Adil Sidan, an Engineering Physics freshie, remarks, “I always aspired to join the Electrical Engineering department. If I had the opportunity for a branch change, I think it would have given me an added motivation for studying. As of now, I hope to upgrade to an interdisciplinary program later on [sic].” Similarly, many students believe that the incentive for pursuing other branches would have pushed them to work a little more. And a little more sounds good when we all are yearning for hope in any form.


While some freshies lament the missed chance, others believe that the change is for the better. After coming out of the cutthroat world of JEE, they feel that more competition was the last thing they needed. 


Abhishek Goyal, a Civil Engineering freshie, comments, “After the entire JEE fiasco, I really needed to take a break from this kind of competitive, self-involved stuff. Also, busting myself for grades in these online semesters is enough stress for me. Honestly, I feel comforted about not having the added pressure of branch change [sic].” 

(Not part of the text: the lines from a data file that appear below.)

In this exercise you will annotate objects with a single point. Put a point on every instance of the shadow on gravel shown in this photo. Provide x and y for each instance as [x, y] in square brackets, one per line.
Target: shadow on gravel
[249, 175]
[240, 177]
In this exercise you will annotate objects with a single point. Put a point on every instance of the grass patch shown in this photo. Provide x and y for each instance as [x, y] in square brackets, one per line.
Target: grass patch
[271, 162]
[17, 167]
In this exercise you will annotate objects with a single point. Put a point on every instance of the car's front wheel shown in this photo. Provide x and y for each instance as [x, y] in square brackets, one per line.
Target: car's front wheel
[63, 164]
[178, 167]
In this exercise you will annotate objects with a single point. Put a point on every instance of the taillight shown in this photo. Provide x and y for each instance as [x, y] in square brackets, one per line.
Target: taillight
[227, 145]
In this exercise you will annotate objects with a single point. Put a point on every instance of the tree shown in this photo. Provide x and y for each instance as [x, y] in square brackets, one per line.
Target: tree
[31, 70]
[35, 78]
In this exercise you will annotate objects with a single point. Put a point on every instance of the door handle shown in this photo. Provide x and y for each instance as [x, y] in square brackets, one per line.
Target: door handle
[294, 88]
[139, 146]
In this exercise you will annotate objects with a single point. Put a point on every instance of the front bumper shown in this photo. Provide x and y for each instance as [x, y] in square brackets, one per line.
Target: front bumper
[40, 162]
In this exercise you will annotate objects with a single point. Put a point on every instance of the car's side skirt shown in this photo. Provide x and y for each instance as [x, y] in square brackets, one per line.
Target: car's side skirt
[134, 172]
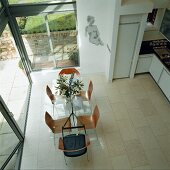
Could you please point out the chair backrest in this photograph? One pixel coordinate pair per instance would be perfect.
(96, 115)
(90, 90)
(56, 125)
(50, 94)
(49, 121)
(69, 71)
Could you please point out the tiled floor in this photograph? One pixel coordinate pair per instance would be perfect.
(133, 130)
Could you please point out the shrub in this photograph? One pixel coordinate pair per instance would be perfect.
(75, 57)
(22, 22)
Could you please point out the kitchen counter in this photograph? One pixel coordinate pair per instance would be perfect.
(164, 56)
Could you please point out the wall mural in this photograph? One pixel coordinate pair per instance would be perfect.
(92, 31)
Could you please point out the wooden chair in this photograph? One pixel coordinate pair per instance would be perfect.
(90, 121)
(74, 145)
(69, 71)
(51, 96)
(56, 125)
(86, 95)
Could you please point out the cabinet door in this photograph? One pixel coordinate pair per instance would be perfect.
(144, 63)
(164, 83)
(156, 68)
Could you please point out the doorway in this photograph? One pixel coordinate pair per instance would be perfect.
(125, 49)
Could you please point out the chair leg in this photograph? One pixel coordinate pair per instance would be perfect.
(53, 110)
(87, 156)
(65, 160)
(96, 134)
(54, 140)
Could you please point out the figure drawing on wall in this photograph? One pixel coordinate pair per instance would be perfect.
(93, 32)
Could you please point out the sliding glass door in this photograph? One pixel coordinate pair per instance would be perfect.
(11, 137)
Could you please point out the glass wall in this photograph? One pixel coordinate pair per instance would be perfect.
(50, 40)
(35, 1)
(14, 86)
(8, 140)
(34, 34)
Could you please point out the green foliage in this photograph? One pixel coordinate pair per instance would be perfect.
(64, 87)
(57, 22)
(20, 65)
(22, 22)
(75, 57)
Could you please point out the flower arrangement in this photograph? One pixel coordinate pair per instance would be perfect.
(68, 86)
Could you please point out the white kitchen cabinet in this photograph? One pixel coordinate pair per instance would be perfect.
(164, 83)
(156, 68)
(144, 63)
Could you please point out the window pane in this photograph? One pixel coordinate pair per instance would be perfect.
(64, 38)
(36, 40)
(35, 1)
(14, 86)
(8, 140)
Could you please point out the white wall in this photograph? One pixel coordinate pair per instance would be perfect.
(92, 58)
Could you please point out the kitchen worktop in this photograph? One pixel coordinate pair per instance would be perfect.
(164, 56)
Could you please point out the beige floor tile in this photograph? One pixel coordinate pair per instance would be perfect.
(99, 91)
(29, 162)
(109, 124)
(157, 125)
(121, 162)
(146, 167)
(120, 110)
(137, 118)
(123, 86)
(147, 107)
(103, 104)
(130, 101)
(147, 138)
(114, 143)
(136, 153)
(127, 130)
(164, 142)
(156, 159)
(123, 139)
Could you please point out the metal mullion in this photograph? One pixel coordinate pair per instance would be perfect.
(18, 146)
(3, 20)
(18, 39)
(11, 121)
(20, 45)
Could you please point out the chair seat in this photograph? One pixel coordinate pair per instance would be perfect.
(75, 144)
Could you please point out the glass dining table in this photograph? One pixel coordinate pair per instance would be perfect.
(64, 106)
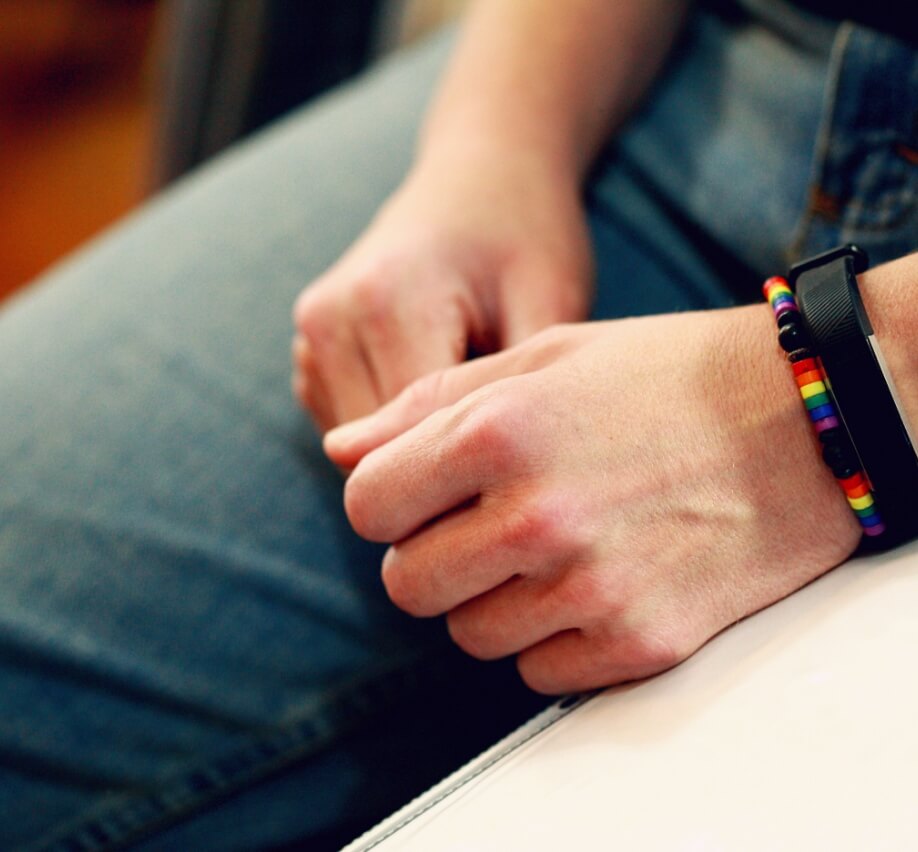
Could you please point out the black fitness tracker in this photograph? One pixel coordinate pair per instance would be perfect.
(859, 380)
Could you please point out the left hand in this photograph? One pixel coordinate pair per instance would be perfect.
(602, 498)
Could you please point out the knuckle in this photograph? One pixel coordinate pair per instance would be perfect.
(545, 524)
(374, 297)
(536, 675)
(488, 430)
(360, 506)
(466, 632)
(649, 649)
(423, 393)
(401, 588)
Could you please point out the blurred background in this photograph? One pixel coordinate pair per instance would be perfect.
(103, 102)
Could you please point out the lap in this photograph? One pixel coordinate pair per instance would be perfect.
(189, 631)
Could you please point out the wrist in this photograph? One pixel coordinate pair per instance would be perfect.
(888, 293)
(788, 448)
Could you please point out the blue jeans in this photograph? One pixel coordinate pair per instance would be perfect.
(195, 650)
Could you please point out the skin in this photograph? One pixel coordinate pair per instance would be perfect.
(601, 506)
(589, 497)
(485, 242)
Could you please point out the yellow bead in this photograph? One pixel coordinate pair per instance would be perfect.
(864, 502)
(777, 289)
(812, 389)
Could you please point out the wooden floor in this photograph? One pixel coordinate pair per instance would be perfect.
(75, 138)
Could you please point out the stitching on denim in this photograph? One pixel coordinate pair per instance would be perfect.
(114, 827)
(802, 230)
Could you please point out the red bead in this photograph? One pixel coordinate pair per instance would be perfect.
(861, 490)
(805, 366)
(852, 481)
(805, 379)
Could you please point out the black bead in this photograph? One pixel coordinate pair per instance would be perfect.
(832, 436)
(799, 355)
(838, 455)
(844, 472)
(789, 318)
(792, 337)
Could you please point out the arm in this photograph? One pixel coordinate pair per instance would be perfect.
(554, 508)
(548, 78)
(485, 242)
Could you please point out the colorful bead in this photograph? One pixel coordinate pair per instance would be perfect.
(815, 391)
(824, 425)
(809, 377)
(807, 365)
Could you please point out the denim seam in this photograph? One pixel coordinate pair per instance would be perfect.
(114, 827)
(797, 247)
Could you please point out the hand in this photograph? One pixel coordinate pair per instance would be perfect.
(474, 256)
(601, 499)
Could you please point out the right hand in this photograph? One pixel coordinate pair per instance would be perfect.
(463, 258)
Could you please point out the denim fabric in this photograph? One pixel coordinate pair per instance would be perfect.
(195, 651)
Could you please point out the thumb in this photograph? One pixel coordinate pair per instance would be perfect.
(535, 297)
(349, 443)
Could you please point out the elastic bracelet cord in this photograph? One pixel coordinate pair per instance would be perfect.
(837, 449)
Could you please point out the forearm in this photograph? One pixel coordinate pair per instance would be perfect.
(549, 79)
(890, 294)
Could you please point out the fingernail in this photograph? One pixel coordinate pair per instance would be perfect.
(345, 434)
(301, 349)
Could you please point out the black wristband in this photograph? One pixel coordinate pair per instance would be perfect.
(834, 317)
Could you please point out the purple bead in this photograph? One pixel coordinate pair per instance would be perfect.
(830, 422)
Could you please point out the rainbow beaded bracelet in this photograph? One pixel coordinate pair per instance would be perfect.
(815, 390)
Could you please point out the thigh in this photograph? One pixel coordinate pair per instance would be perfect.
(185, 611)
(707, 190)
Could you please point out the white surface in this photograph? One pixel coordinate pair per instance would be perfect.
(795, 729)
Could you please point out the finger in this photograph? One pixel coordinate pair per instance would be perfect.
(578, 660)
(409, 336)
(306, 385)
(522, 612)
(481, 445)
(337, 375)
(348, 444)
(466, 554)
(532, 302)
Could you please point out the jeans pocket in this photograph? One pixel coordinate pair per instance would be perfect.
(879, 188)
(866, 190)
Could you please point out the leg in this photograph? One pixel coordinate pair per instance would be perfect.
(184, 608)
(189, 633)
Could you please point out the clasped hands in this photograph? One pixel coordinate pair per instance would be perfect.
(598, 498)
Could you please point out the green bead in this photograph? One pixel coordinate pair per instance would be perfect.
(816, 401)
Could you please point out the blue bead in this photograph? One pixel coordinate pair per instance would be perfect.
(827, 410)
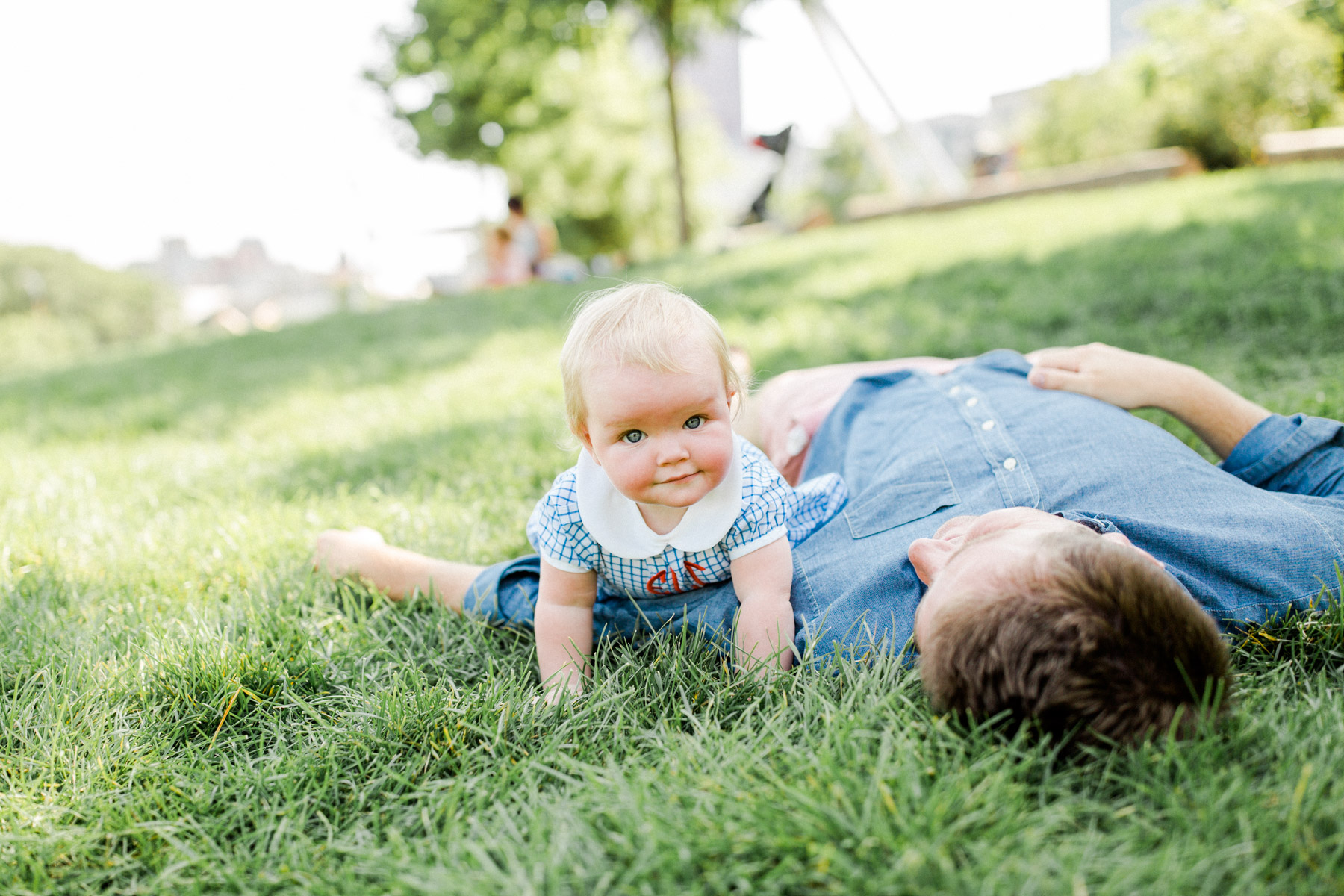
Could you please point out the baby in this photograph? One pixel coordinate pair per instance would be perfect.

On the other side of the spectrum, some freshies are also somewhat unaffected by the decision to scrap BC- mostly because they are extremely passionate about their present courses. A freshie from the Naval Architecture and Ocean Engineering Department, Afthab Mohammed shares the sentiment. However, he feels that his batchmates do not deserve to miss out on such an opportunity, “I don’t think that I am suited to any of the courses students usually upgrade to. I feel pretty challenged at my current course. So, I don’t think that I would have considered a branch change even if I had the opportunity to do so. However, I feel that it is unfair to deny our batch an opportunity that has been available over the years. Anyone who wishes to make a switch should not have been denied the opportunity because, despite the difficulties, we are still attending classes and taking exams.


The current freshies, who are finishing up their exams as I write this article, are crippled by the effects of the pandemic and the lack of insti life. This is contributing to students taking a laid-back approach to their academics. In this situation, there is a general consensus that an opportunity for branch change might have led to students stepping up their game. However, other than this wavering thought, none of the freshies seem to be gravely affected by this change.

For freshies learning to navigate this branch-change-less environment, to RG or not to RG, that is the question.